The Kittery Embers story is his young adult novel. If I had to assign it a genre I’d call it fantasy, although it does not slot neatly into one of the modern genre slots like “teen supernatural romance.” It is here and there inspired by the Harry Potter books, but it feels as if it is older, with deeper roots into the bedrock of our storytelling subconscious. In fact, it takes many cues from our common Greek myths, and I’m also reminded of Russian fantasists like Bulgakov and Gogol.

The basic structure is as old as storytelling itself: our young heroine is separated from her home and parents, in two distressingly horrific and stunningly beautiful twists of fate. She has some very unusual resources to draw on, most intriguingly her “rule book and calendar,” which is a sort of page-a-day calendar that dispenses humorous advice, and tells the future. She has some very odd animal friends, and around her are some kindly and grotesque adults. These do not seem terribly trustworthy, and can’t be counted on to have Kittery’s best interests at heart.

This story is utterly subversive in the best sense, in the way that the unexpurgated Grimm’s fairy tales are subversive: that is, they are designed to prepare a child to confront a world that is not actually a fuzzy, kind and gentle one, in which time and space twist and fold in on themselves, there are hidden agendas everywhere, and reality itself seems to be decaying into dust or going up in smoke.

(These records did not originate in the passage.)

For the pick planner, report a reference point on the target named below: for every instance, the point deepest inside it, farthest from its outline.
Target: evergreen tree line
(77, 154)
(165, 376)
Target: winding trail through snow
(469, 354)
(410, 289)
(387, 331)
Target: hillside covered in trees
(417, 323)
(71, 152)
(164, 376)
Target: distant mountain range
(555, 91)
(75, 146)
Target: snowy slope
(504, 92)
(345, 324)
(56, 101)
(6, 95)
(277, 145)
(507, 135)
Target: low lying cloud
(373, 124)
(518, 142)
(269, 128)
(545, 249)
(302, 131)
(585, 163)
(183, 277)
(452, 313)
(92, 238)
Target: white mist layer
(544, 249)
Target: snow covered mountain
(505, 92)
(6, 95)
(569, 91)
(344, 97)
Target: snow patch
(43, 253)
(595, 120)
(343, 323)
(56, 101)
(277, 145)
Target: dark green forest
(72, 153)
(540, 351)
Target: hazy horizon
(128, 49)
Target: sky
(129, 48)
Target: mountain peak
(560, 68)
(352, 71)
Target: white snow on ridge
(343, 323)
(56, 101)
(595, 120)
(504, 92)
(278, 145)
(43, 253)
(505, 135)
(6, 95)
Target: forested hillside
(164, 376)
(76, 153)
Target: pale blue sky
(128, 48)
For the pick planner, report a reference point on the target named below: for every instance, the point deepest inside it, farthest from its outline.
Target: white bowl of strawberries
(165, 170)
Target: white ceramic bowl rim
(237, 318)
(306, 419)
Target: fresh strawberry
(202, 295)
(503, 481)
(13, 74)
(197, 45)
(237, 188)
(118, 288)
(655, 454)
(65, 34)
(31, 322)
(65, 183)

Kittery’s world is both familiar and exceedingly strange, and one has the constant sense that there is a story behind the story that Kittery is only dimly aware of.

As in Rowling’s work there is plenty in here to please adult readers, and in fact the events and images may be a bit nightmare-inducing for young children, so I’d say it is probably suitable for young readers ten and up.

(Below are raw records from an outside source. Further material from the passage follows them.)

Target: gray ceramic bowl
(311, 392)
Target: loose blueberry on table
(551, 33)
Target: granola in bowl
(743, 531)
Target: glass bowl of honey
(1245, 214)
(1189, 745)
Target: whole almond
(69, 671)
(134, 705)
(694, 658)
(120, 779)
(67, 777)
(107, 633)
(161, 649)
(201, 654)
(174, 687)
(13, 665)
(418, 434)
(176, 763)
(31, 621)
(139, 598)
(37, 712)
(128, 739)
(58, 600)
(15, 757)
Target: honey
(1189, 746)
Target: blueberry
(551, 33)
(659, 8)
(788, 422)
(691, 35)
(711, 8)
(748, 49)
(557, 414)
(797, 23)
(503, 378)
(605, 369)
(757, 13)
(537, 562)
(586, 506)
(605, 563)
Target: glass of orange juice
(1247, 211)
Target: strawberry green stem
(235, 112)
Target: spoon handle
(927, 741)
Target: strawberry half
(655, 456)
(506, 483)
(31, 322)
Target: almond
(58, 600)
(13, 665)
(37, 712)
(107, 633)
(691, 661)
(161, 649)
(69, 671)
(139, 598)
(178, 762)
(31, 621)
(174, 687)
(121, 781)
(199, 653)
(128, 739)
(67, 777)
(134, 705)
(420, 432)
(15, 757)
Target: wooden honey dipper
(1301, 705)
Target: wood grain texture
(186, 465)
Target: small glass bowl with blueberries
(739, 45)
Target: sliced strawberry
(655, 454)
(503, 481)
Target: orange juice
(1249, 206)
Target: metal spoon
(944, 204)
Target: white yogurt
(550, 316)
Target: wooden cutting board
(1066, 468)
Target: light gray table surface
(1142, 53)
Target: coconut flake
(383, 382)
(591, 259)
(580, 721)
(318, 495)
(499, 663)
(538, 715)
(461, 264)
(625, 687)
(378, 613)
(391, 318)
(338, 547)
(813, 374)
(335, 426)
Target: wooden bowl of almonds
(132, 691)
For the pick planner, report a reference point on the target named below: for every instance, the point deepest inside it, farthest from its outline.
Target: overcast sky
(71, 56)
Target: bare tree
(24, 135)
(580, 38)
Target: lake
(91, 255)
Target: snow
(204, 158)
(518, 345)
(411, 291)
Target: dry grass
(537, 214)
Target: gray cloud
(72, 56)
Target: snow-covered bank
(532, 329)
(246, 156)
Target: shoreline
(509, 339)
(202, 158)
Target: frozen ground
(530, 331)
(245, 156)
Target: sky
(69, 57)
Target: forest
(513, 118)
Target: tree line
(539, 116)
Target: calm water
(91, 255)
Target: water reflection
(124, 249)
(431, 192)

I believe Sean will eventually be recognized as one of my generation’s finest storytellers. I fully expect to see his work on the silver screen, directed by the likes of Guillermo del Toro. I’ve described him as “Garrison Keillor on mescaline” because of the way his writing veers between compassionate, minute details of human emotions and mind-bending twists as he molds reality into something both familiar and startling. But above all, Sean/Sherwin has a gleeful love of the English language and a passion for what words can do. He is not yet well known. Get to know him.